А между тем степь уже давно приняла их всех в свои зелёные объятия, и высокая трава, обступивши, скрыла их, и только козачьи чёрные шапки одни мелькали между её колосьями.

– Э, э, э! что ж это вы, хлопцы, так притихли? – сказал наконец Бульба, очнувшись от своей задумчивости. – Как будто какие-нибудь чернецы! Ну, разом все думки к нечистому! Берите в зубы люльки[134], да закурим, да пришпорим коней, да полетим так, чтобы и птица не угналась за нами!

И козаки, нагнувшись к коням, пропали в траве. Уже и чёрных шапок нельзя было видеть; одна только струя сжимаемой травы показывала след их быстрого бега.

Солнце выглянуло давно на расчищенном небе и живительным, теплотворным светом своим облило степь. Всё, что смутно и сонно было на душе у козаков, вмиг слетело; сердца их встрепенулись, как птицы.

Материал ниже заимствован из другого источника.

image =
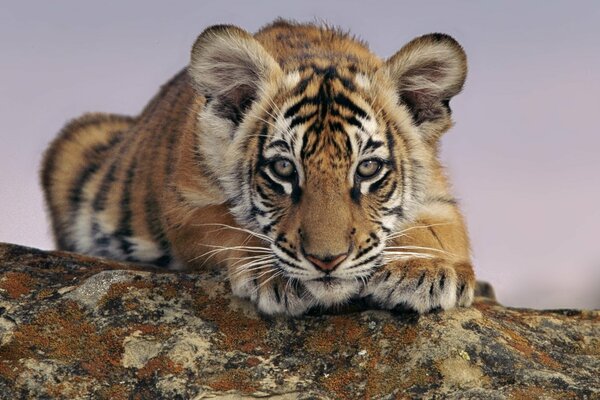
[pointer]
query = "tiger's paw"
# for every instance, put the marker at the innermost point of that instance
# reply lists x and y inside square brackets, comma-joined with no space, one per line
[275,296]
[422,284]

Степь, чем далее, тем становилась прекраснее. Тогда весь юг, всё то пространство, которое составляет нынешнюю Новороссию, до самого Чёрного моря, было зелёною, девственною пустынею. Никогда плуг не проходил по неизмеримым волнам диких растений. Одни только кони, скрывавшиеся в них, как в лесу, вытоптывали их. Ничего в природе не могло быть лучше. Вся поверхность земли представлялася зелёно-золотым океаном, по которому брызнули миллионы разных цветов. Сквозь тонкие, высокие стебли травы сквозили голубые, синие и лиловые волошки; жёлтый дрок выскакивал вверх своею пирамидальною верхушкою; белая кашка зонтикообразными шапками пестрела на поверхности; занесённый Бог знает откуда колос пшеницы наливался в гуще. Под тонкими их корнями шныряли куропатки, вытянув свои шеи. Воздух был наполнен тысячью разных птичьих свистов. В небе неподвижно стояли ястребы, распластав свои крылья и неподвижно устремив глаза свои в траву. Крик двигавшейся в стороне тучи диких гусей отдавался Бог весть в каком дальнем озере. Из травы подымалась мерными взмахами чайка и роскошно купалась в синих волнах воздуха. Вон она пропала в вышине и только мелькает одною чёрною точкою. Вон она перевернулась крылами и блеснула перед солнцем… Чёрт вас возьми, степи, как вы хороши!..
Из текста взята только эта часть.